Mayawati’s revolution brings to an end 14 years of shaky UP coalitions; the 206 seats (out of 403) won by her BSP (Bahujan Samaj, or “Majority Society,” Party) should ensure stable rule for an entire five-year term. If she decides to stick around: for Mayawati managed not just to thump the incumbent Samajwadi (Socialist) Party, but also the two dominant national parties, Congress and the Hindu nationalist BJP. By doing so in a bellwether state with 114 million voters, Mayawati has made herself a serious contender for prime minister in the general elections less than two years away.
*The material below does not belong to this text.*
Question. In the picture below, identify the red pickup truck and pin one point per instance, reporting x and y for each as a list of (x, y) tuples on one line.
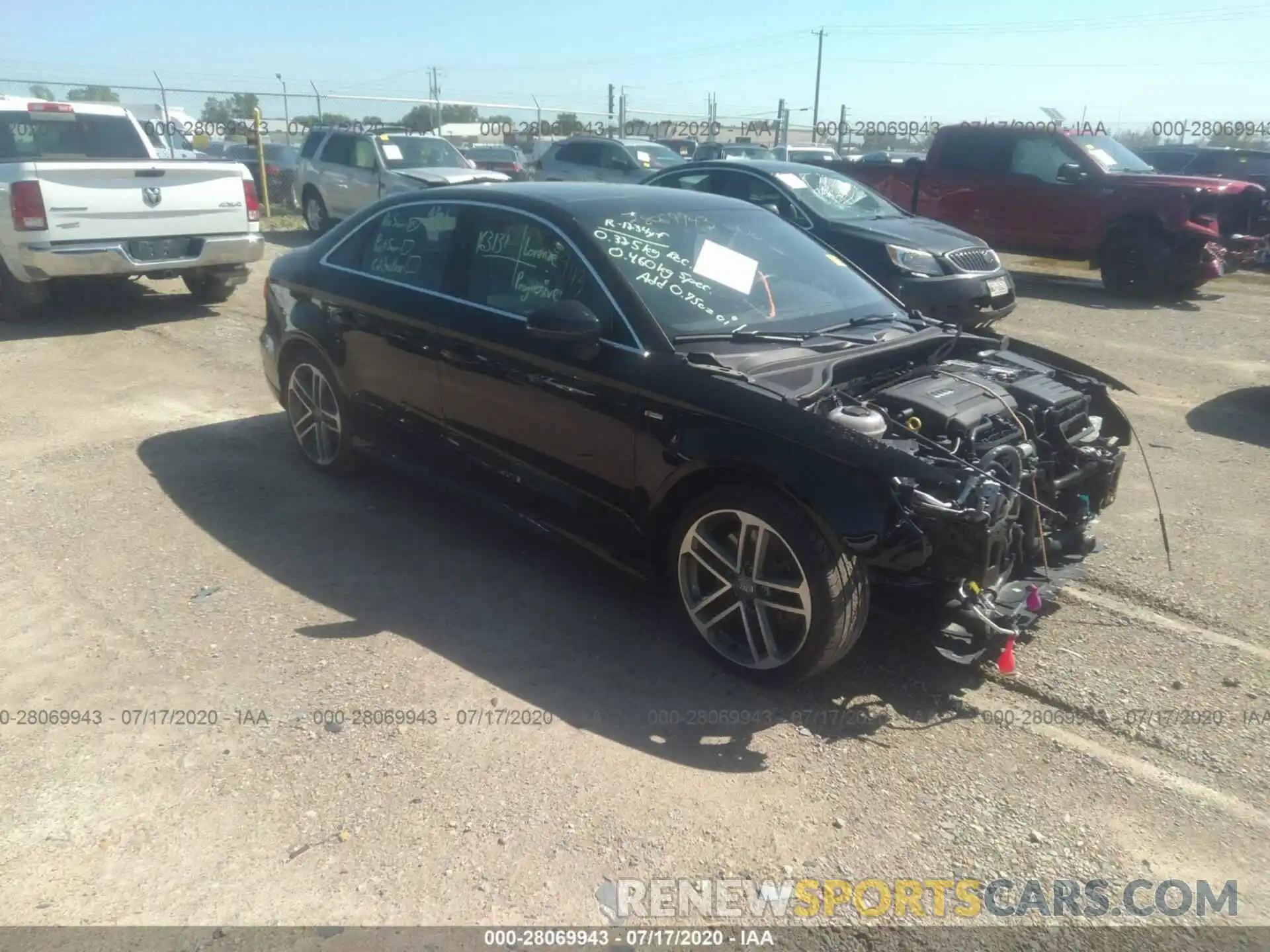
[(1079, 197)]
It’s clear what she has in mind: shortly after the election, Mayawati told supporters, “We have won Uttar Pradesh, now get ready for Delhi.” But can the Mayawati miracle be replicated on a national scale? Though Dalits constitute nearly 22 percent of India’s 1.1 billion people, most mainstream parties treat them as an afterthought.

Mayawati, one of eight children born to a low-level government employee and his illiterate wife, spent her life fighting this exclusion. After university she became a schoolteacher and advocate, joining the BSP in 1984. For years, Mayawati, who often speaks in rhyming couplets, would spew vitriol at Brahmins and call on Dalits to “beat them with shoes.” By the 1990s, many Dalits had begun to abandon the stagnating Congress Party, and some poor Muslims gravitated toward the BSP as foil to the surging Hindu nationalists. Starting in 1995, Mayawati became chief minister of UP several times, but always at the head of unstable coalitions that soon collapsed. This lead her to “realize that she [couldn’t] really have lasting power only with a narrow base of Dalits,” says Ajay Mehra of the Center for Public Affairs in New Delhi.
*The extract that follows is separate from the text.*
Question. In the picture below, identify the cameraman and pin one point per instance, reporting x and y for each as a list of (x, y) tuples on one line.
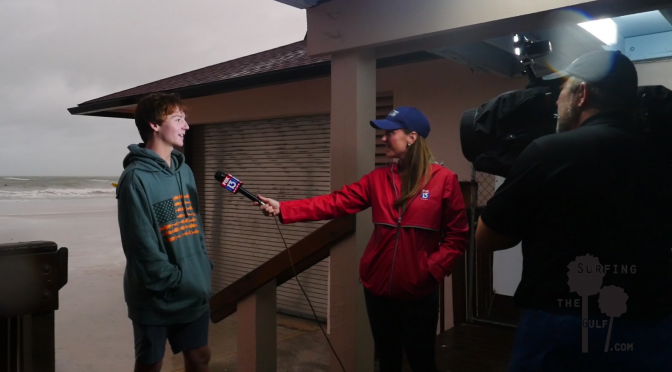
[(596, 188)]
Mayawati’s masterstroke was to recognize that upper-caste Brahmins also felt ignored by the middle castes, which had come to dominate regional politics in the 1990s. These middle castes owned land, got the most jobs under India’s generous quota system and managed to win electoral control of big states like UP and Bihar. They “terrorized the Dalits in villages,” says Dipankar Gupta, who has written several books on India’s caste system, and “they also usurped government jobs in cities, alienating the Brahmins.” During the three-year rule of the middle-caste Samajwadi Party in UP, for example, nearly 12,000 new police were hired—but few were Brahmins or Dalits.
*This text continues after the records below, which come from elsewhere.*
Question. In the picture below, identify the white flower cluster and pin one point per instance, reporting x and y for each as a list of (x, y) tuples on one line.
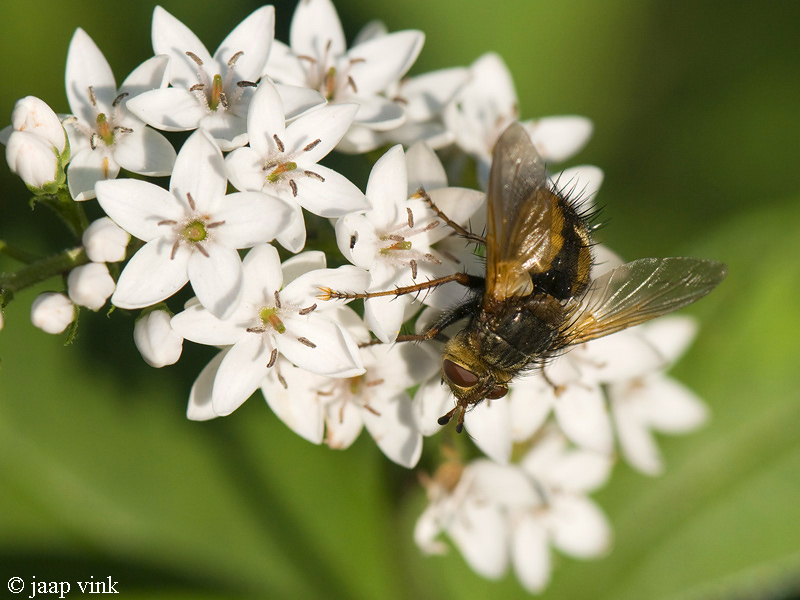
[(265, 114)]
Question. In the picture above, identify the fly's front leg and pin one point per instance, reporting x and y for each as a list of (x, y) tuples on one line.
[(448, 221)]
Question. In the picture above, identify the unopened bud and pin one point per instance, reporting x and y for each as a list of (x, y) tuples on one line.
[(157, 342), (105, 241), (34, 116), (34, 160), (90, 285), (52, 312)]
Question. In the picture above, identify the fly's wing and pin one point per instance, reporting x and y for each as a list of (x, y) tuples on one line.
[(520, 217), (637, 292)]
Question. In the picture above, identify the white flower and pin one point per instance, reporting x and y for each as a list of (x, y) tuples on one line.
[(105, 241), (52, 312), (501, 514), (282, 160), (213, 93), (157, 342), (318, 58), (278, 314), (104, 135), (32, 158), (192, 231), (488, 103), (393, 240), (90, 285), (654, 401), (376, 399)]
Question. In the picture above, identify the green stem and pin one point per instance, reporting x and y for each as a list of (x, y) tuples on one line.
[(39, 271), (17, 254)]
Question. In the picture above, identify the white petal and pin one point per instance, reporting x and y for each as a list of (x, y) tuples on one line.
[(316, 30), (173, 38), (327, 124), (150, 75), (241, 372), (334, 197), (489, 426), (229, 130), (146, 152), (262, 275), (298, 100), (253, 37), (379, 114), (530, 554), (250, 218), (431, 401), (635, 440), (582, 415), (425, 170), (394, 429), (199, 171), (138, 207), (559, 138), (297, 404), (152, 275), (284, 66), (579, 528), (384, 60), (344, 424), (265, 120), (87, 168), (168, 109), (335, 353), (386, 187), (217, 279), (87, 67), (200, 326), (200, 407), (480, 533)]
So “Behenji” (the term means “respected sister”) began to forge a solid high-low alliance. She made a Brahmin lawyer named Satish Mishra into one of her closest advisers and her envoy to his fellow caste-members. Mishra, who called this “the beginning of the BSP’s mission to establish a parallel society, sans the traditional vertical hierarchy,” held hundreds of meetings in villages and towns to let disgruntled Brahmins air their grievances. Mayawati dropped her angry anti-Brahmin rhetoric. And she started fielding Brahmins and Muslims in local council elections and the recent statewide vote.

The strategy paid off, but can it work nationwide? Yes, says political scientist Ajay Mehra: Brahmins all over India feel the Congress has abandoned them in favor of the middle castes, which it has tried to win over by extending quotas in jobs and education. Poor Muslims feel similarly neglected. “Congress has tried to be all things to all people,” says Dipankar Gupta. “Mayawati, on the other hand, has clearly defined friends and enemies.” Her real challenge now will be to quickly generate new jobs for all and crack down on corruption. “If she can be magnanimous, provide good governance and curb her impulse to collect diamonds and property, she would be a force to be reckoned with,” says Mehra.

The Congress and the BJP are now scrambling to recover and regroup after their crushing defeat. In the run-up to the 2009 election, Congress will try to revive its traditional rainbow coalition and the BJP may try to raise the pitch of its Hindu radicalism. Whether or not such strategies succeed, one thing is clear: Mayawati will have changed Indian politics—in the short term at least and, if she plays her cards right, for many years to come.